The traditional I/O subsystem is also undergoing significant transformation, which is a third major change. Increasingly HDDs (persistent data storage and slower random I/O performance) are being replaced by solid state drives and Phase Change Memory.

It's necessary to rethink how storage subsystems for data processing systems are designed because the performance spread between sequential and random I/O isn't as wide with these newer storage technologies. According to Fig. 2, big data analytics faces a variety of challenges.


Figurer 2: Biggest Challenges for Success in Big Data and Analytics

asejar_19_01.JPG

Timeliness
The slower it takes to analyse large data sets, the more common it is. There are instances in which the findings of an investigation must be made available right away. e.g. A credit card transaction that appears to be fraudulent should be flagged before it is completed. It's obviously impractical to search through a large data set in search of appropriate elements in data analysis. There is an index structure, but it only supports a few class criteria. There are new types of criteria specified and new index structures needed to support such criteria, as new analyses using Big Data are desired. When data volume grows quickly and queries have short response times, creating such structures becomes even more difficult to do well.

Privacy
There is a great deal of public concern about the misuse of personal data, particularly through the linking of data from various sources. When it comes to big data, privacy management is both a technical and social issue that must be addressed simultaneously in order to realise its full potential. There are a plethora of other intriguing research questions to be addressed. For example, no one knows yet how to share private data while restricting disclosure and ensuring that the shared data has sufficient data utility, security for information sharing in Big Data use cases, etc.
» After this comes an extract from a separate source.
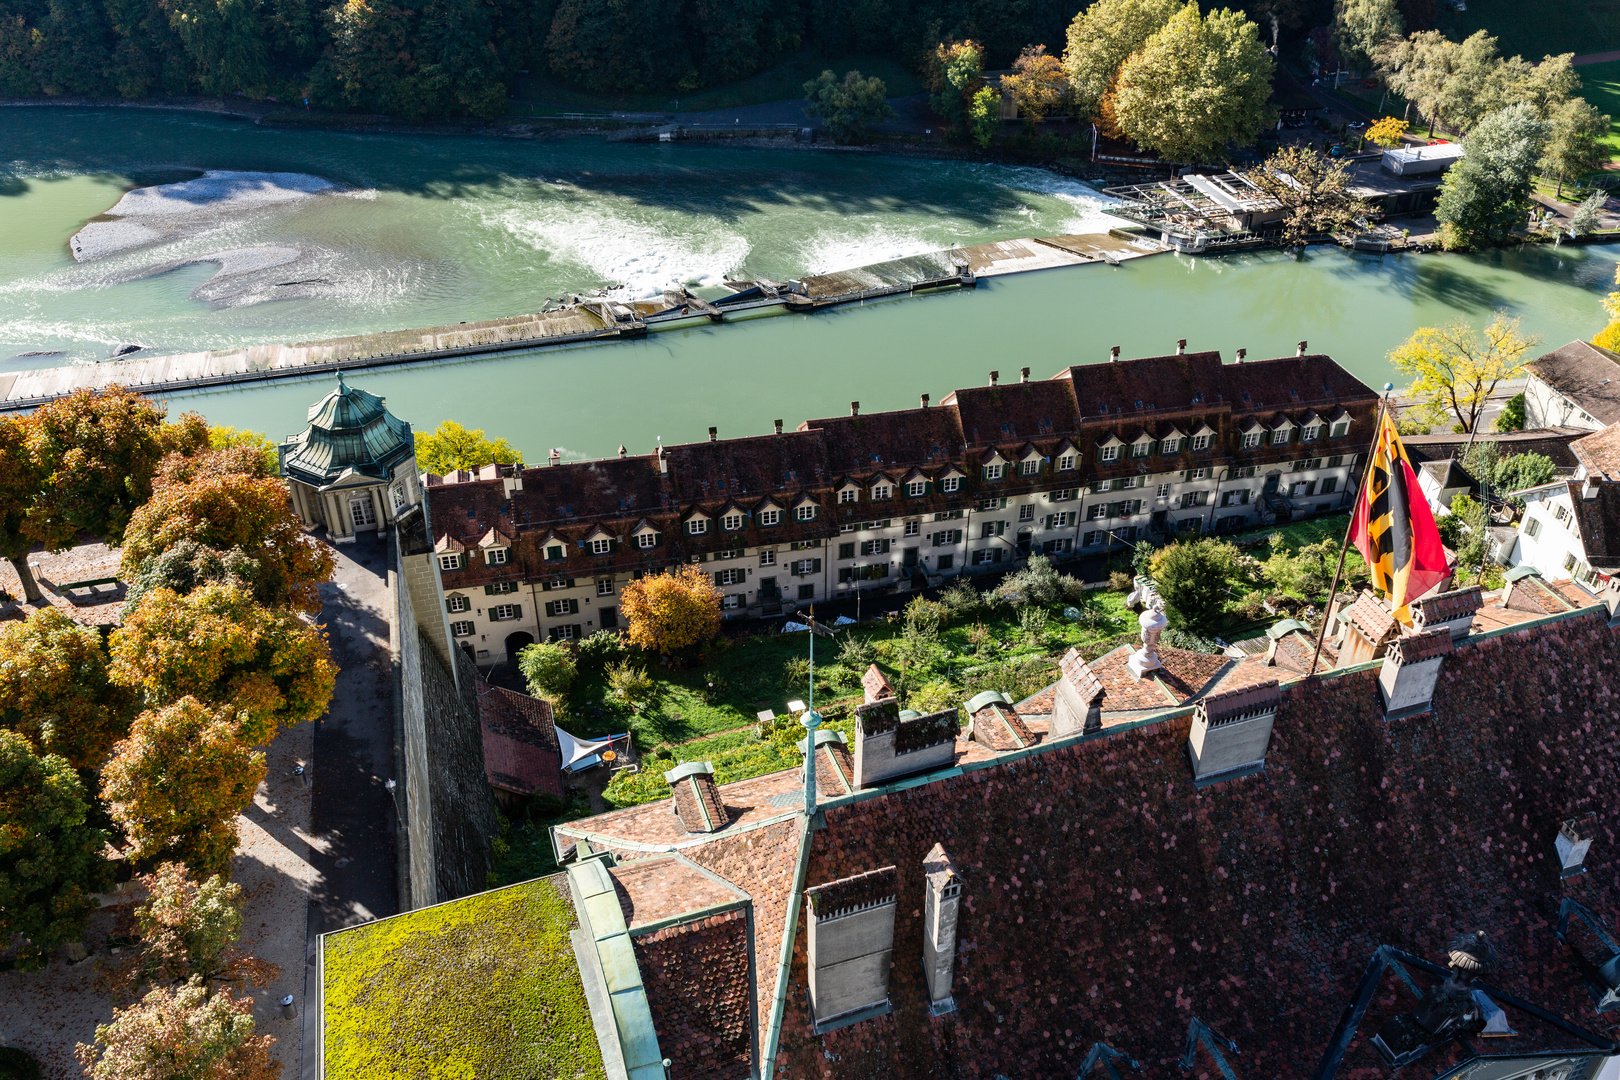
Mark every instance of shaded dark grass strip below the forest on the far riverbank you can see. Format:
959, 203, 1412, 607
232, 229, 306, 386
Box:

TOOLS: OPEN SOURCE REVOLUTION
The open source software revolution is inextricably linked to the Big Data phenomenon. It's a win-win situation for companies like Facebook, Twitter and LinkedIn when they work on open source projects. Hadoop and other related software are used in the Big Data infrastructure.

Apache Hadoop
MapReduce programming model and a distributed file system called Hadoop Distributed File system are the foundations of this software for data-intensive distributed applications (HDFS). A large number of compute nodes in a large cluster can be used to write applications that rapidly process large amounts of data in parallel with Hadoop. The input dataset is divided into independent subsets for parallel processing by map tasks in a job called MapReduce. After mapping, the next step is to reduce the number of tasks. These reduced tasks rely on the maps' output to get the job's final result.
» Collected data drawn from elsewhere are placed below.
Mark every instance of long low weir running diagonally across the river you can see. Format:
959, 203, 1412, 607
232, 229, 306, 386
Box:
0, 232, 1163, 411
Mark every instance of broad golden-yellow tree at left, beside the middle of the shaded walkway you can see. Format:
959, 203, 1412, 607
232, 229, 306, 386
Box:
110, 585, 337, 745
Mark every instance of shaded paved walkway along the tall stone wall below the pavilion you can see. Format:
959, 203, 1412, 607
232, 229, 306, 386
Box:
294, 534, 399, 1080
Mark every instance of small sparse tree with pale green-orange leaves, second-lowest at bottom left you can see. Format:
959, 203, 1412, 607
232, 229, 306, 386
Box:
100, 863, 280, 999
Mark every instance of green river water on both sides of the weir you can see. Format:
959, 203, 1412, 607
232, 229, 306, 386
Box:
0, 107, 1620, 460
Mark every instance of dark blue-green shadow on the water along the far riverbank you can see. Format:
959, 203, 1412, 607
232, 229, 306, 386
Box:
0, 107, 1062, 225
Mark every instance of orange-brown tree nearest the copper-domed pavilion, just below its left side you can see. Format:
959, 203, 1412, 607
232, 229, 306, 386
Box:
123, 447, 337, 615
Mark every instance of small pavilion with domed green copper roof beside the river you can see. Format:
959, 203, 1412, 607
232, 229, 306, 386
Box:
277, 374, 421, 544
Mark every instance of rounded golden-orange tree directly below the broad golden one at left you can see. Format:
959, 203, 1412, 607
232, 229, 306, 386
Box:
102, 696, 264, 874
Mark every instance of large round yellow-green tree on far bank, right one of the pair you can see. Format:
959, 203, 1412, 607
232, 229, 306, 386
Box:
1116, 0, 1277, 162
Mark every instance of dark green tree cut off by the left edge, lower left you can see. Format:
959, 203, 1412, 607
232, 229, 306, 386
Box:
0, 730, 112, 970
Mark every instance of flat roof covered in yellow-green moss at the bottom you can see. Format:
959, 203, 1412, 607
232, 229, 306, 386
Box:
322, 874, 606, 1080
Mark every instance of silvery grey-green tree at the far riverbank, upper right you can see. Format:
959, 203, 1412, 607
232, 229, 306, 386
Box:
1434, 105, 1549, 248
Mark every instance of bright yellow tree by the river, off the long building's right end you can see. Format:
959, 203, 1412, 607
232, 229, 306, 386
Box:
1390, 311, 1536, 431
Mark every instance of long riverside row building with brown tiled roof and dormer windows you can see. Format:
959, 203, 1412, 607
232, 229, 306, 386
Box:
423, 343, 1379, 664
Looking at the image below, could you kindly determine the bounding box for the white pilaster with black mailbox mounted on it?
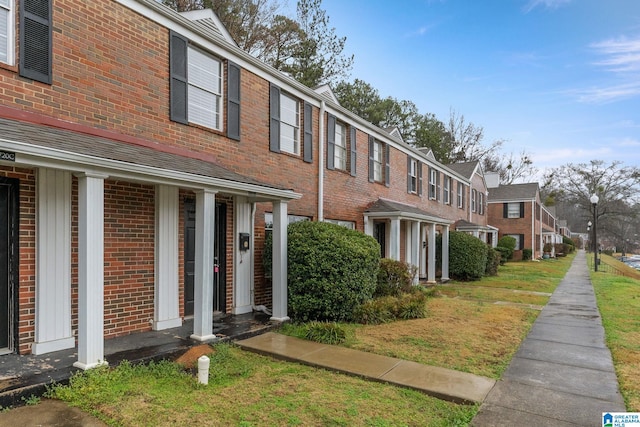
[231,196,253,314]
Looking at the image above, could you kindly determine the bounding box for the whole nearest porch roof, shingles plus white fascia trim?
[0,117,300,199]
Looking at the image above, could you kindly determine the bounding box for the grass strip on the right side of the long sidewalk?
[591,271,640,412]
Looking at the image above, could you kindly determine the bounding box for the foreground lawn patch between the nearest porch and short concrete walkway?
[49,344,477,426]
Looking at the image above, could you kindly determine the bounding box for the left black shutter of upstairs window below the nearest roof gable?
[169,31,189,125]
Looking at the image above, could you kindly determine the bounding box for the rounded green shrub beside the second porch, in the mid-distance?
[436,231,487,280]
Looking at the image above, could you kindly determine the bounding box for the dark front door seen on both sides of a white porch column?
[184,200,227,316]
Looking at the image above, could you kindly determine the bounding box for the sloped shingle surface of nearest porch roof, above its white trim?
[0,118,285,190]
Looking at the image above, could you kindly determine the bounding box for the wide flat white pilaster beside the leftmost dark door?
[31,168,76,354]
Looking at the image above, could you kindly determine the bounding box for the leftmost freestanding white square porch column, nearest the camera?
[73,173,107,369]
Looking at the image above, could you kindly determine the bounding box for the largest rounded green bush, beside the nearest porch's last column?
[265,221,380,321]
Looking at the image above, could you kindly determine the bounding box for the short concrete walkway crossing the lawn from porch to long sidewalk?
[236,332,495,403]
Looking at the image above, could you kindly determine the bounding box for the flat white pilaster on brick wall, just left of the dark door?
[153,185,182,331]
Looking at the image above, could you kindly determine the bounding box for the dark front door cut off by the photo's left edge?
[0,177,19,354]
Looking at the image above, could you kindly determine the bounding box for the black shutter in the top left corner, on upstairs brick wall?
[20,0,52,84]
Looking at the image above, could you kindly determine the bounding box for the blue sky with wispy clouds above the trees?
[304,0,640,179]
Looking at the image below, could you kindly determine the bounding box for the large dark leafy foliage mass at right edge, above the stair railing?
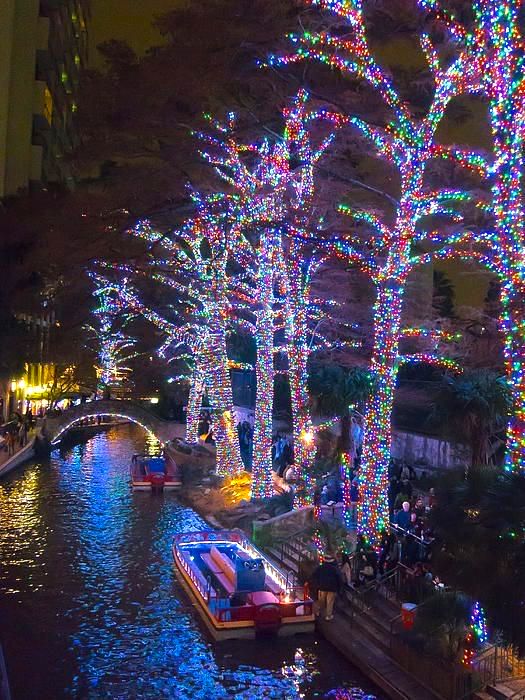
[431,469,525,652]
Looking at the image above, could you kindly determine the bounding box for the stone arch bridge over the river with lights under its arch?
[40,399,186,445]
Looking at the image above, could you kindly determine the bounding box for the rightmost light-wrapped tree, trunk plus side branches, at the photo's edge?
[419,0,525,472]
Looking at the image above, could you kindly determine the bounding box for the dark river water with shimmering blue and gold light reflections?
[0,427,379,700]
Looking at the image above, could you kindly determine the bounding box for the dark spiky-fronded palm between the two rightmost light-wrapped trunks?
[430,369,511,466]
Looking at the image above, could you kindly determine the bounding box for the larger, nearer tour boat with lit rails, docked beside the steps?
[173,530,315,640]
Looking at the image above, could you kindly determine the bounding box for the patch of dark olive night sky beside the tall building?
[89,0,178,65]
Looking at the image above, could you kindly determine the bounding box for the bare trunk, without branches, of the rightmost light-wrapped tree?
[476,0,525,473]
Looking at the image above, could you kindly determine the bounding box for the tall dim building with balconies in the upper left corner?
[0,0,89,198]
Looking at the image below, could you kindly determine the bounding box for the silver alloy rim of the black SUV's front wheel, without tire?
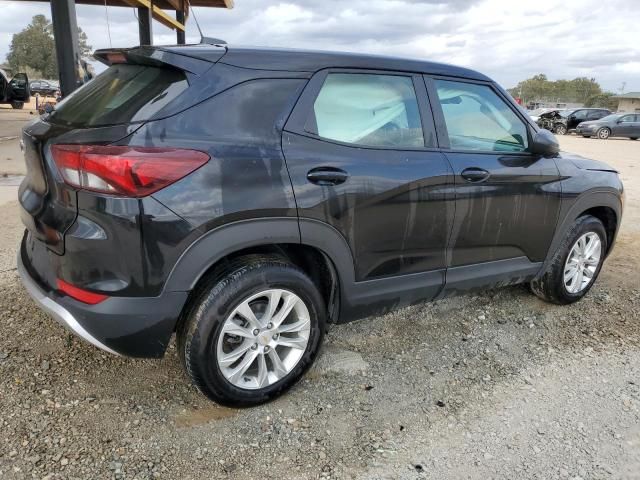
[564,232,602,294]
Apache Hadoop related projects
Apache Pig, Apache Hive, Apache HBase, Apache ZooKeeper, Apache Cassandra,Cascading, Scribe and many others.

Apache S4
Streaming data is processed on this platform. S4 is a data stream management platform. Streaming and processing elements are combined in real time in S4 apps.

Storm
At Twitter, Nathan Marz developed the software for streaming data-intensive distributed applications, which is similar to S4.

Conclusion

In the first section of this paper, we discuss the various ways in which big data can be put to good use. Many technical issues are discussed in this paper, from data collection to result interpretation, including: scale, heterogeneity, lack of structure, error handling, privacy, timeliness, provenance, and visualisation. For Big Data to deliver on its promises and deliver on the promised benefits, it requires support and encouragement of fundamental research.

References

1. Ji, Changqing, et al. (2012). Big data processing in cloud computing environments. Pervasive Systems, Algorithms and Networks (ISPAN), 12th International Symposium on. IEEE.
2. Keim, Daniel, Huamin Qu, & Kwan-Liu Ma. 92013). Big-data visualization. Computer Graphics and Applications, 33(4), 20-21.
3. Madden, Sam. 92012). From databases to big data. Internet Computing, IEEE 16(3), 4-6.
4. Chittaranjan, Gokul, Jan Blom, & Daniel Gatica-Perez. (2013). Mining large-scale smartphone data for personality studies. Personal and Ubiquitous Computing, 17(3), 433-450.